If the process is shallow, it is recommended to take antibiotics in tablets, and it is carried out on an outpatient basis. In severe wound infections (phlegmon, gangrene, sepsis), antibacterial drugs are administered intramuscularly or intravenously in a hospital, combining this process with regular wound care.
If a purulent process develops on the foot, accompanied by tissue necrosis, they resort to surgical treatment of the wound, which involves the radical removal of all necrotic tissue, drainage of the wound, followed by plastic surgery. When diabetic foot syndrome occurs as a result of stenosis of the vessels supplying the foot, revascularization is required using endovascular methods (angioplasty with stenting), or by performing prosthetics of large arteries or distal bypass grafting. With the development of gangrene, they resort to amputation of the limb above the site of localization of the process.

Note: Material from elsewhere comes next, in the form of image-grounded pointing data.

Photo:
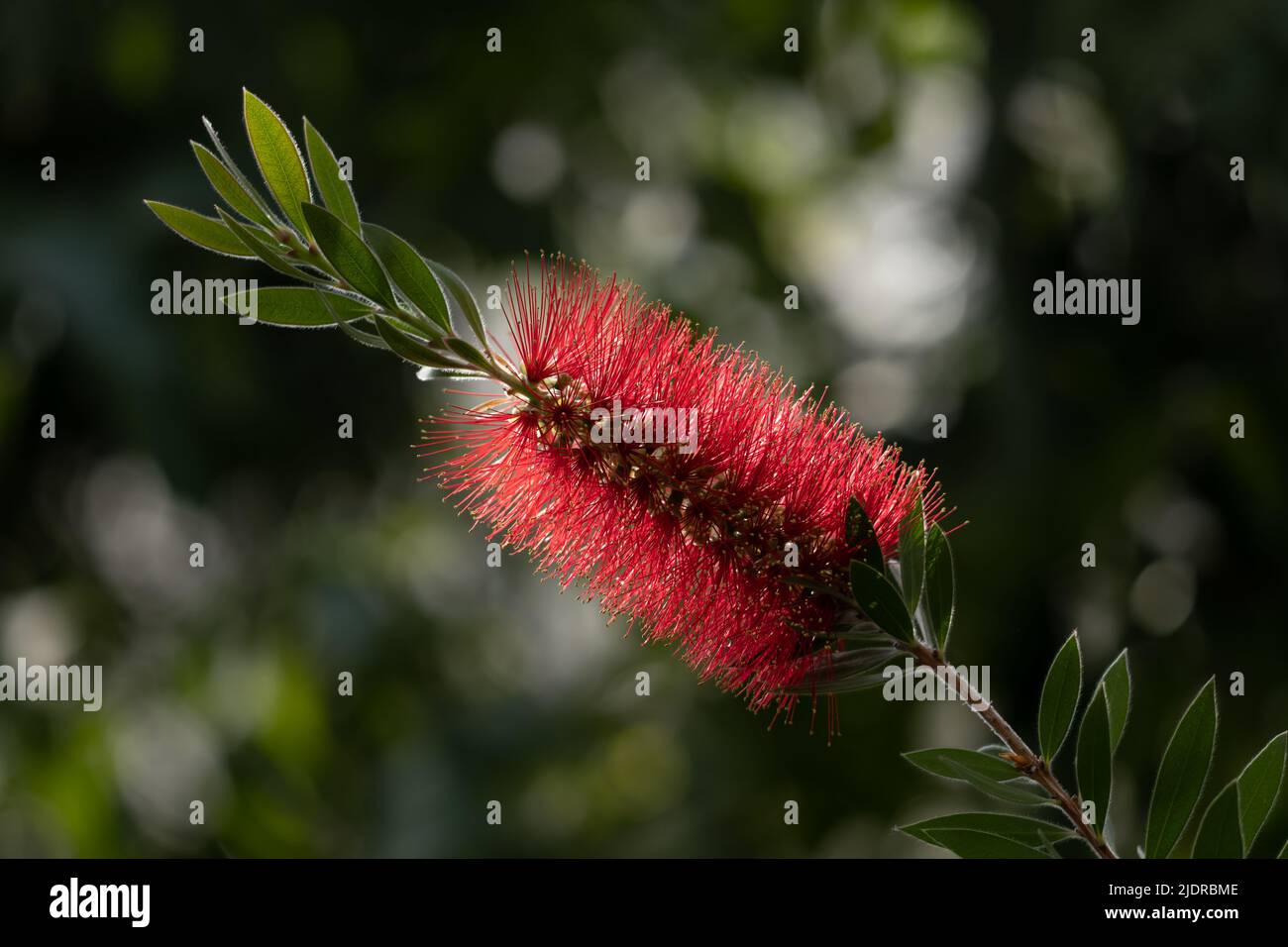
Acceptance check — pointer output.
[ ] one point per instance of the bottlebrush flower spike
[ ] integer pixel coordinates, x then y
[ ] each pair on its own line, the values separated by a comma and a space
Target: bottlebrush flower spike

Prevention of diabetic foot syndrome
To prevent the development of a diabetic foot, patients with diabetes should constantly monitor their blood glucose levels, follow a diet and take regularly the necessary medications, inspect their feet daily for signs that may contribute to the development of mechanical damage, and follow the rules of foot care.

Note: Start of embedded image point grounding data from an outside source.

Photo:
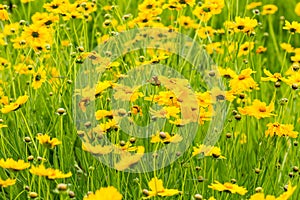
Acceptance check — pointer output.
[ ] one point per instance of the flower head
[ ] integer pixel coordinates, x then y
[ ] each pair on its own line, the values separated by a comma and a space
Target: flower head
228, 187
107, 193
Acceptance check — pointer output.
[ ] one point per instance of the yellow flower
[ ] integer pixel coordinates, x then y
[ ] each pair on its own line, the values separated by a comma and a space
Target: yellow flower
107, 193
269, 9
207, 151
261, 49
253, 5
287, 47
96, 149
261, 196
48, 172
228, 187
297, 9
127, 159
15, 165
157, 189
3, 13
258, 109
7, 182
245, 25
205, 32
186, 22
15, 105
271, 77
243, 82
246, 48
37, 34
45, 140
39, 78
293, 27
166, 138
281, 130
100, 114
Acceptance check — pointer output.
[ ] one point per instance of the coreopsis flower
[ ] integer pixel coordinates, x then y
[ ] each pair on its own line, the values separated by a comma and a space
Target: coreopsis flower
214, 47
261, 49
281, 130
100, 114
253, 5
3, 13
107, 193
11, 29
4, 63
258, 109
205, 32
45, 140
203, 12
151, 7
294, 78
293, 27
246, 48
269, 9
186, 22
271, 77
15, 105
228, 187
243, 81
97, 149
37, 34
207, 151
48, 172
165, 138
39, 78
157, 189
7, 182
297, 9
14, 165
244, 25
287, 47
107, 126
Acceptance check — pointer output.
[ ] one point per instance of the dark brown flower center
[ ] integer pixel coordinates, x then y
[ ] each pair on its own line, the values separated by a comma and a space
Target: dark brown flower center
35, 34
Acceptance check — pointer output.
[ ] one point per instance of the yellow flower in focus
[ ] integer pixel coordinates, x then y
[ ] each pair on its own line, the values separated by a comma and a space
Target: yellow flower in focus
39, 78
293, 27
100, 114
297, 9
3, 13
7, 182
45, 140
157, 189
271, 77
243, 82
228, 187
107, 193
48, 172
166, 138
253, 5
15, 105
245, 48
15, 165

Foot care for diabetic patients should consist of daily washing of the feet with gentle wiping, daily change of socks and stockings, examination of the feet for scratches, cuts, corns, calluses. It is very important to choose the right shoes for yourself, best of all – orthopedic, lubricate your feet at night with a fat cream containing sea buckthorn oil. When trimming nails, be as careful as possible with the cutting tool. If the skin is damaged, it is not recommended to treat the wound with a solution of iodine or brilliant green, as they dry out the skin, which can lead to dehiscence of the edges of the damage. It is best to carry out the treatment with chlorhexidine or hydrogen peroxide.
The choice of footwear should also be approached thoroughly. The onam should be seamless, soft, comfortable, with a thick insole. Orthopedic shoes can reduce the likelihood of developing diabetic foot syndrome several times.
At least once a year, it is necessary to examine, palpate and assess the sensitivity of the feet by an endocrinologist.